Why Josh Smith Makes Sense for the Kings
Detroit Pistons forward Josh Smith may be one of the most frustrating players in the NBA, and there’s a chance he may be a member of the Sacramento Kings.
The Kings and Pistons are in discussions about a trade that would send Smith to the Kings in a package that could include Jason Thompson and Derrick Williams. Other combinations could include Jason Terry or Carl Landry, according to ESPN.com’s Marc Stein.
Get ready for plenty off “jump-off-your-couch-moments” with the nine-year pro.
Smith is such an intriguing player because he’s supremely talented, but he’s also a player that leaves you throwing things at your TV.
Poor decisions? Check. Ill-advised three-pointers? Check. Air balls? Check.
Athleticism? Yes. High-flying dunks? Oh yes! Defense? YES! YES! YES!
One his better games last season came in Sacramento in November:
It’s certainly a risk considering he’s making $14 million per year but it’s a risk the small-market team like the Kings should and would make. The Kings are in desperate need of a rim protector, a player that could a defensive anchor next to DeMarcus Cousins, and a player who can push the tempo for the Kings.
Stop Shooting Threes
Josh Smith is not a good three-point shooter but he is addicted to attempting them. Basically, three-point shooting is Smith’s meth.
Smith’s career three-point shooting percentage is 27.9 percent. He took 152 three-balls in the 06-07 season, 99 in 07-08, 87 in 08-09 and then something magical happened.

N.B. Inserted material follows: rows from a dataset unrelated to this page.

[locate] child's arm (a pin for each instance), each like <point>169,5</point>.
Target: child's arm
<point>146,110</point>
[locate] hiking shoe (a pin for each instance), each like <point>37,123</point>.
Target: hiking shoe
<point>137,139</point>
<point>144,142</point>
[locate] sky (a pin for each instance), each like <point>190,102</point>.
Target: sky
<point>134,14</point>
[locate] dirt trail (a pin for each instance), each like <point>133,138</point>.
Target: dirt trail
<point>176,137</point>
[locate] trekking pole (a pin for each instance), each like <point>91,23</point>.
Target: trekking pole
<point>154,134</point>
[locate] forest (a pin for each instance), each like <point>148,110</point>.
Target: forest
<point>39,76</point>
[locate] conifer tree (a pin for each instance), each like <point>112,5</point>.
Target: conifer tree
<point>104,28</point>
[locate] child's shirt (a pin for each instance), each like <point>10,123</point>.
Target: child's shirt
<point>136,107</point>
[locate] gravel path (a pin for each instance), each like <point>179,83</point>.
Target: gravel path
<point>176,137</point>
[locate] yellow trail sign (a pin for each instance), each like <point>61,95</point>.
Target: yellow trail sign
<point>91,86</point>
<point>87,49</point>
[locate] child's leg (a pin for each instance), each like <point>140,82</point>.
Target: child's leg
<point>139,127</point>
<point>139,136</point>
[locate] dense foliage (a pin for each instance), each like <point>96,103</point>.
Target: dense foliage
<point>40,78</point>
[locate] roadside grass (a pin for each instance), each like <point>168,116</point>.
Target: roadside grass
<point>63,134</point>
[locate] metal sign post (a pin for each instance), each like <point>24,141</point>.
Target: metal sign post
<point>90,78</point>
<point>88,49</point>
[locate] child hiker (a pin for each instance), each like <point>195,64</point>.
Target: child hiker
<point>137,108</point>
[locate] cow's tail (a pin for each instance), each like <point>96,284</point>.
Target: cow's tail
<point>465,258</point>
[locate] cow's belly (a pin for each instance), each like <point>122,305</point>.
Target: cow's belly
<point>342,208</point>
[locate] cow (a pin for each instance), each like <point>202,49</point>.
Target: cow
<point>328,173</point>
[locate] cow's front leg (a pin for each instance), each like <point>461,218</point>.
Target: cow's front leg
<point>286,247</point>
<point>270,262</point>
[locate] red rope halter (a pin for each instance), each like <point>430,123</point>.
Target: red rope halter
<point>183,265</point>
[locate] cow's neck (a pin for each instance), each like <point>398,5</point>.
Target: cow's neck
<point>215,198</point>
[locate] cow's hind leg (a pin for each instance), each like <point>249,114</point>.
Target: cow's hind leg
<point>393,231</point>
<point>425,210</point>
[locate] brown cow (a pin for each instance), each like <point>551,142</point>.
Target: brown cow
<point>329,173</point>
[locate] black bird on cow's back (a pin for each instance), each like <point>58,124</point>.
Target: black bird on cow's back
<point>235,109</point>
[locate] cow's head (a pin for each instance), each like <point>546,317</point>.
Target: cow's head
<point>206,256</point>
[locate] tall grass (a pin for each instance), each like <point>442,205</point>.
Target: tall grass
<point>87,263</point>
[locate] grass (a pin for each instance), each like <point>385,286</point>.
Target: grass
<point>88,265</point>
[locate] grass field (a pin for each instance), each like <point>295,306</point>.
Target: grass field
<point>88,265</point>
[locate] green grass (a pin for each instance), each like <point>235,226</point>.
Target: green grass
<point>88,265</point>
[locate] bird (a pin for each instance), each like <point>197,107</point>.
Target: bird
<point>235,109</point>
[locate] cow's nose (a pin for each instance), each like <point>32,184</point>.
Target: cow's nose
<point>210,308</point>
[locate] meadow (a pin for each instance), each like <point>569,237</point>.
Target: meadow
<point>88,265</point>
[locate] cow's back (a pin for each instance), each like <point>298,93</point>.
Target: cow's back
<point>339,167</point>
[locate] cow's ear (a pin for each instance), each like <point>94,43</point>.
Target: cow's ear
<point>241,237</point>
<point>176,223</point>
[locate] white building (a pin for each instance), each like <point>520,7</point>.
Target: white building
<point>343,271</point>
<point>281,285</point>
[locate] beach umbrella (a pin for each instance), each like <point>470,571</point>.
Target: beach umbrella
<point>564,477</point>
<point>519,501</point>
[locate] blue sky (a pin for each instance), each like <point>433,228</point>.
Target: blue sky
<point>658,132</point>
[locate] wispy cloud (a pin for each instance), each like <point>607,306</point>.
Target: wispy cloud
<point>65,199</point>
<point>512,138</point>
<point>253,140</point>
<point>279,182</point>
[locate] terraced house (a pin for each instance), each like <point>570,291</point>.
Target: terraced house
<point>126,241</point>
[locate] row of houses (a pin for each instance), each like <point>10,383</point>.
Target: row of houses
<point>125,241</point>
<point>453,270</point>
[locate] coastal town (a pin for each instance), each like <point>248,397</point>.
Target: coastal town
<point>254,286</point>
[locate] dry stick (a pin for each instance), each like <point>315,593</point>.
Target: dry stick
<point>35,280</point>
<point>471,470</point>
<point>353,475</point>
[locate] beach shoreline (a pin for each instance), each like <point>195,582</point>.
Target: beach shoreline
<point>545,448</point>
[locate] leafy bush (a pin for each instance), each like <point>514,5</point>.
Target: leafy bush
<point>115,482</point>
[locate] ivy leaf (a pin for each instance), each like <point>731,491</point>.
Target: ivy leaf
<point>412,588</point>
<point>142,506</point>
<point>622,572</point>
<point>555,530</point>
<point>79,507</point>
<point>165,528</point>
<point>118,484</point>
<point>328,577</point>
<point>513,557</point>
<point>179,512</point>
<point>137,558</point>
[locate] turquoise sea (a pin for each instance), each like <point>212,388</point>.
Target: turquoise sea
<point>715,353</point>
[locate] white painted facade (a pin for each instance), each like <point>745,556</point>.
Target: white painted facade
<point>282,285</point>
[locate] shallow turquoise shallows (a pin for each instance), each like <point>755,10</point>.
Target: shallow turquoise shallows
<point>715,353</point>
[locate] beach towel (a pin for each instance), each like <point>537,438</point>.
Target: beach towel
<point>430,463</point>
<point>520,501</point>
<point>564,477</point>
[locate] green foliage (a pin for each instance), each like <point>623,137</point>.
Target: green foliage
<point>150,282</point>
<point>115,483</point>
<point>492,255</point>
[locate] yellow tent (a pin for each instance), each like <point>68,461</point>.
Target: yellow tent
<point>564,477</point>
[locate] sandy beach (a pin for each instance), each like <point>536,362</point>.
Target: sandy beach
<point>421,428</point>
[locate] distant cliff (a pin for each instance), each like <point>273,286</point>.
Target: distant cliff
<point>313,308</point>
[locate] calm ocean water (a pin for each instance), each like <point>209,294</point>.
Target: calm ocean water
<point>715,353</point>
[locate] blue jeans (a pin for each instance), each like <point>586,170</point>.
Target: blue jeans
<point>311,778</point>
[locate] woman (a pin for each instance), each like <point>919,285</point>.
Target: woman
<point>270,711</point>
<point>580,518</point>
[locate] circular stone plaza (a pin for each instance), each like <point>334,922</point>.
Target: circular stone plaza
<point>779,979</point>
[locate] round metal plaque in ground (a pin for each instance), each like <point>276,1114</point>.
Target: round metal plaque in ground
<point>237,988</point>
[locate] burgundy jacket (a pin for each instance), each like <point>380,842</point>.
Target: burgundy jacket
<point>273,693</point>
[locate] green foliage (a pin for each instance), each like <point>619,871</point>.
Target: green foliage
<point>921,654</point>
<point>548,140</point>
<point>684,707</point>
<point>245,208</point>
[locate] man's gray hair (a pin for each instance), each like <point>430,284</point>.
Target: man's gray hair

Smith had an intervention, went to three-point shooting rehab and followed that up by taking SEVEN three-pointers in the 09-10 season. It was arguably his most productive season but he did not see the light.
Smith relapsed and shot 154 in the 10-11 season, 109 in 11-12, 201 in 12-13 and 265 three-pointers in his first year with the Pistons.
Is it possible that maybe, just maybe the Kings can convince Smith that he could be an all-star level player if he gave up the three-point shooting?
Could Malone get the best out of Smith?
Don’t underestimate that impact that second-year head coach Michael Malone has with his players. Cousins never liked his head coaches and after another 28-win season, he gave high praise to Malone.
“I’m with [Michael] Malone till the wheels fall off, he knows that. He has my back, I’ve got his. So you’ll be seeing me for a while until they get rid of me, it won’t be my choice,” Cousins said.
Malone has the ability to connect with players and build relationships, which is important in today’s era of sports.
Maybe Malone is the guy that can convince Smith that shooting three-pointers is probably a bad idea. Maybe Malone is the guy who can explain to Smith that being the anchor to the Kings defense could help propel the Kings back in the Western Conference playoff talk.
Spurs head coach Gregg Popovich talked about Malone’s ability to connect with players.
“He’s a people person. He’s somebody I felt players would really respect,” Popovich said.
“He had a toughness about him. A fairness, but a toughness about him where I thought he’d persevere in all kind of situations and in an NBA season there’s all kinds of ups and downs.”
Don’t get me wrong, Smith may never learn and the worst-case scenario is that he continues to play like the guy he was last year and you’re stuck with him for a few years.
The best case? Smith buys in, Cousins has a career-year, the Kings defense improves, Gay produces in a contract year and the team pushes for the 8th seed in the Western Conference.
I’m sick of 28 wins. Can it really get worse? Take the gamble.